Ashwin presenting at the KCL Symposium on Information Controls
On 16 May 2025, our Postdoctoral Scholar Dr Ashwin Varghese was invited to present a paper on Algorithmic Governance and Postcoloniality: A Case Study of AI Traffic Enforcement Systems in Kerala, India. The Symposium on Information Controls brought together academic and civil society perspectives on information controls from around the world. The event was hosted by the Department of Digital Humanities at King’s College, London with support from the London Arts and Humanities Partnership (LAHP).

Abstract:
Algorithmic Governance and Postcoloniality: A Case Study of AI Traffic Enforcement Systems in Kerala, India
In 2021, the State of Kerala, in southwest India, embarked on a process of digital overhaul of the governance mechanism under its E-Governance policy, integrating ICT, big data, and AI technologies into essential state services, ushering in an era of Kerala’s experiment with algorithmic governance. Drawing from fieldwork in Kerala, in this paper, I take a close look at the indigenously developed AI-powered automated traffic enforcement system. I highlight how states in their specific contexts in the Global South are adopting AI technologies to enable the development of particularistic information control systems.

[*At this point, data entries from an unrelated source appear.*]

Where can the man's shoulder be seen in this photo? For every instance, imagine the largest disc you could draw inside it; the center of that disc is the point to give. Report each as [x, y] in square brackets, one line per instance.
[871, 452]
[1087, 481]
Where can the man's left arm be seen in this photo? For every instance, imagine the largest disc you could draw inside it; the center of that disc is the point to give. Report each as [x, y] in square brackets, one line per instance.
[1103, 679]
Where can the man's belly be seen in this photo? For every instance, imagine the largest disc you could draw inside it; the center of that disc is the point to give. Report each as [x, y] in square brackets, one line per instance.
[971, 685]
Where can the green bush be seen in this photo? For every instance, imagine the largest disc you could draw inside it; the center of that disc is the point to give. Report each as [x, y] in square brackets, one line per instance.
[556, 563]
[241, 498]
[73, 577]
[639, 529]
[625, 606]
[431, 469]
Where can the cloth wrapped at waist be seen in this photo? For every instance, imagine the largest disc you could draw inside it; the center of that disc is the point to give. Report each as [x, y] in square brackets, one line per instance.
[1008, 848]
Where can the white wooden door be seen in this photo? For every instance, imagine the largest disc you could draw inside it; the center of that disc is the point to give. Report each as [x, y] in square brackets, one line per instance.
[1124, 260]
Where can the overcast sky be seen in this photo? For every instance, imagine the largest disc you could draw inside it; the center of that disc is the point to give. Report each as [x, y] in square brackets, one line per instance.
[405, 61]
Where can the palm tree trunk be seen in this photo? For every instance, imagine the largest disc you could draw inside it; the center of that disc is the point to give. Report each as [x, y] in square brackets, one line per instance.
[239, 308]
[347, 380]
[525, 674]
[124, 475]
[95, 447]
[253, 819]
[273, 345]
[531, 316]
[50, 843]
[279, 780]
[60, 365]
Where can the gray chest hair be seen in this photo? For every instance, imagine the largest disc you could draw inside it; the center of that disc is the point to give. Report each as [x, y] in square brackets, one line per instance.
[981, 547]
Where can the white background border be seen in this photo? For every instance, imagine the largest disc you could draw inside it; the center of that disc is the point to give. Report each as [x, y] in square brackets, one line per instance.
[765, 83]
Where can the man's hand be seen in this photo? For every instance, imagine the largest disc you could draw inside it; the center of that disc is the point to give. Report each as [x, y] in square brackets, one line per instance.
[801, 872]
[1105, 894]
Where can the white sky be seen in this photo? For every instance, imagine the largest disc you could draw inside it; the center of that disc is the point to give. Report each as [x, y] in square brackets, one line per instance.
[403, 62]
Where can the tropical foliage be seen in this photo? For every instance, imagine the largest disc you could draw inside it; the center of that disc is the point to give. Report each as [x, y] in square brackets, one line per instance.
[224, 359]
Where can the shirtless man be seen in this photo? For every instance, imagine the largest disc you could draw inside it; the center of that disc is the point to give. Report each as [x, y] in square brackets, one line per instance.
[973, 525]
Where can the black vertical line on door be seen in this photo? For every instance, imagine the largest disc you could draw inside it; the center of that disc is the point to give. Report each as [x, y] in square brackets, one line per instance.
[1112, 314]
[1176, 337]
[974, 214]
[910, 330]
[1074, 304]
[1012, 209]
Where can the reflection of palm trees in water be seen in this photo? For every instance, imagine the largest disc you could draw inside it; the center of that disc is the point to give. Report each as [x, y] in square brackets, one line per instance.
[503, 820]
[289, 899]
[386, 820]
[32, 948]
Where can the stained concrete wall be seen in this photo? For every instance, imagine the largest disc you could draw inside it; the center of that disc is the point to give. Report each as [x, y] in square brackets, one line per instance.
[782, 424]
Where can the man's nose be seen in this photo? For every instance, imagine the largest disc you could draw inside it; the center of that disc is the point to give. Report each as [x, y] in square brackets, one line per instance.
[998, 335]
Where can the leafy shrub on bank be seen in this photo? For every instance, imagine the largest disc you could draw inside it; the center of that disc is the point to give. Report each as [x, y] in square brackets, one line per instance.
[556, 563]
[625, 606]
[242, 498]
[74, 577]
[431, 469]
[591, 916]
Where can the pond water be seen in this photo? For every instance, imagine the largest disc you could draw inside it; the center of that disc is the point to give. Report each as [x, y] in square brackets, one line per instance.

Launched in 2023, the technology is deemed successful in reducing road accidents, as well as increasing the state’s revenue through automatic processing of fines for traffic violations. The E-Governance paradigm outlines a desire to reduce dependency on private enterprises for the implementation of AI systems in the State. In this paper, I critically analyse these claims by unpacking the operational power relations, dominant imaginaries and narratives, by tracing the development of the automated traffic enforcement system. In doing so, I outline the social, political, and economic conditions underlying the creation and implementation of this information control system. In this context, I note how the idea of E-Governance has evolved in the state to respond to concerns about data sovereignty, discretion, agency, and potential harms of AI. For this purpose, I use the framework of postcoloniality as it emerges in critical theory in the Global South to locate contemporary practices. I bring dominant theories of algorithmic governance and empirical realities in conversation with each other to develop critical perspectives on the production and practices of AI technologies and information control systems in the Global South.